Burada hepimizin kendine sorması gereken temel soru şu:
Kendi çıkarlarımızı bir kenara bırakıp, halk için mücadele eden bir liderin arkasında durabilecek bir cesarete sahip miyiz?
Yoksa kendi yakınlarımızın ve direkt birebir kendi çıkarlarımız için mi siyaset yapıyoruz?
Bugün Kaç Kişi ‘Soğan Ekmek Yeriz, Kılıçdaroğlu’ndan Vazgeçmeyiz’ Diyebilir?
CHP, kurultay delegeleri, milletvekilleri ve partililer olarak hepimiz aynaya bakmalıyız.

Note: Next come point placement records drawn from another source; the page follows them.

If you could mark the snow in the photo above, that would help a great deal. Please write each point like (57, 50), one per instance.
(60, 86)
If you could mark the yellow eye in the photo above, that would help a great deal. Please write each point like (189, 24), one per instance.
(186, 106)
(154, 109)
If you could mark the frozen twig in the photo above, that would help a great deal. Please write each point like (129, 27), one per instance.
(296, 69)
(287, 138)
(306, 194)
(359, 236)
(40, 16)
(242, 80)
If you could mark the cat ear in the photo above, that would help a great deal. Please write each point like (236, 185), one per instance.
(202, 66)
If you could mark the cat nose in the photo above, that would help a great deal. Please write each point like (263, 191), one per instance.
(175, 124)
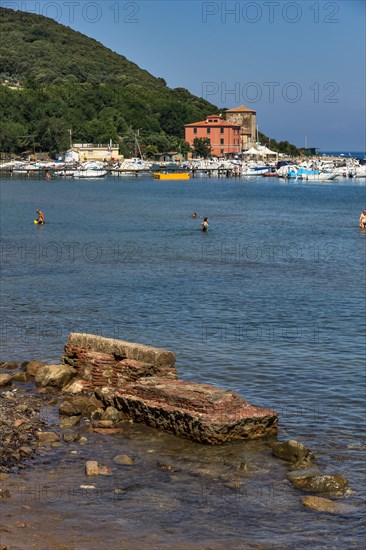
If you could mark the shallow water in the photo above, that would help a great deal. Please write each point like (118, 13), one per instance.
(270, 303)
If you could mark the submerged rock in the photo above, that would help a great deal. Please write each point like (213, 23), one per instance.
(79, 405)
(21, 376)
(54, 375)
(47, 437)
(331, 484)
(33, 366)
(125, 460)
(92, 468)
(5, 380)
(10, 365)
(320, 504)
(294, 452)
(197, 411)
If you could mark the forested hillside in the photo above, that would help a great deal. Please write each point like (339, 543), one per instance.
(54, 79)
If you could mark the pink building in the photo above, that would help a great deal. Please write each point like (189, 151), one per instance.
(224, 136)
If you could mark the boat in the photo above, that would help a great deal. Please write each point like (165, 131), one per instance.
(292, 171)
(89, 173)
(172, 176)
(86, 170)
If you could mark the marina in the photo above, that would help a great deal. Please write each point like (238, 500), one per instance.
(317, 169)
(262, 311)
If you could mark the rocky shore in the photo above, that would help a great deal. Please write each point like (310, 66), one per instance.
(44, 406)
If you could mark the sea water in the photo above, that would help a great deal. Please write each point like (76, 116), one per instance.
(270, 302)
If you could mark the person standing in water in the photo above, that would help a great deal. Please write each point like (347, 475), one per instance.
(40, 219)
(362, 220)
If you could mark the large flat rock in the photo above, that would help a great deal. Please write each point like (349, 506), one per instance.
(123, 350)
(195, 411)
(103, 362)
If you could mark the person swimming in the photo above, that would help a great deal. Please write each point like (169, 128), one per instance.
(362, 220)
(40, 220)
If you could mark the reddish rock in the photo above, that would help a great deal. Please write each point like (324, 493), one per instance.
(103, 362)
(107, 431)
(196, 411)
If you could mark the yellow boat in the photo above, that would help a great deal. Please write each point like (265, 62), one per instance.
(172, 176)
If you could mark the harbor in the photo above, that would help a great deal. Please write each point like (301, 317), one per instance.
(312, 169)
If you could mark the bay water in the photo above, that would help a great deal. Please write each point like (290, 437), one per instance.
(270, 302)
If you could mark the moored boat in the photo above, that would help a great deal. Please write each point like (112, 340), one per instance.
(172, 176)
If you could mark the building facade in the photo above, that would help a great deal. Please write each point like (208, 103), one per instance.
(88, 151)
(247, 120)
(224, 136)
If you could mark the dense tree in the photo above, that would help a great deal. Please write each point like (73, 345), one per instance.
(53, 79)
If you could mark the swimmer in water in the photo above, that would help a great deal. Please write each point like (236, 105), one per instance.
(362, 220)
(205, 224)
(40, 219)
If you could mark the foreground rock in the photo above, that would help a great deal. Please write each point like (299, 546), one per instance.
(320, 504)
(5, 380)
(100, 362)
(33, 366)
(330, 484)
(54, 375)
(294, 452)
(195, 411)
(141, 382)
(19, 422)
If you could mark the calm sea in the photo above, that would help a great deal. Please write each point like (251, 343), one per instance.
(270, 302)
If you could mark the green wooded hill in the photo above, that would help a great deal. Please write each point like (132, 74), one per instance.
(54, 79)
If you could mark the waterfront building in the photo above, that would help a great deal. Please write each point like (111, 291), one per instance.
(247, 120)
(224, 136)
(88, 151)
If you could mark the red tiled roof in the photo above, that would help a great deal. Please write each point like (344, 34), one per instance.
(221, 122)
(241, 109)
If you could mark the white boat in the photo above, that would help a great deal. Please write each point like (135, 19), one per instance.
(89, 173)
(86, 170)
(293, 171)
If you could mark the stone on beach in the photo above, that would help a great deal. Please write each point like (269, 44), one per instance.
(196, 411)
(33, 366)
(142, 383)
(91, 468)
(331, 484)
(320, 504)
(294, 452)
(107, 362)
(54, 375)
(47, 437)
(5, 380)
(9, 365)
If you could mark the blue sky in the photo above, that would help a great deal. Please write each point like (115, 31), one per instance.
(300, 65)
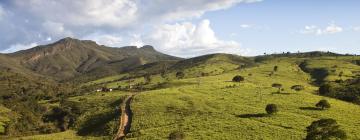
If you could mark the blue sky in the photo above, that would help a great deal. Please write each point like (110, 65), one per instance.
(277, 23)
(186, 28)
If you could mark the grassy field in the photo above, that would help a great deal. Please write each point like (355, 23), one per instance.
(214, 107)
(3, 118)
(212, 110)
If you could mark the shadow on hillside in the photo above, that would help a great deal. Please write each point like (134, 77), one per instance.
(309, 108)
(281, 93)
(98, 124)
(259, 115)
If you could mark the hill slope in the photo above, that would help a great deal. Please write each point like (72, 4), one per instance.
(68, 58)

Bugün, partimizin liderine karşı ne kadar sadık olduğumuzu, onun verdiği mücadeleye ne kadar destek olduğumuzu sorgulamalıyız.
Halkın ve ülkenin refahı için kendisini feda eden bir lideri yalnız bırakmak, bizim ne kadar bilinçli ve sorumlu bir seçmen olduğumuzu sorgulamamızı gerektirmiyor mu?
Bu makale, bir hesaplaşma çağrısıdır. Kılıçdaroğlu gibi liderler, yalnızca siyasi mücadele değil, aynı zamanda toplumsal bir dönüşüm mücadelesi de verir. Onların başarıya ulaşması, yalnızca liderin çabasıyla değil, onu destekleyen halkın ve seçmenlerin sadakatiyle mümkündür.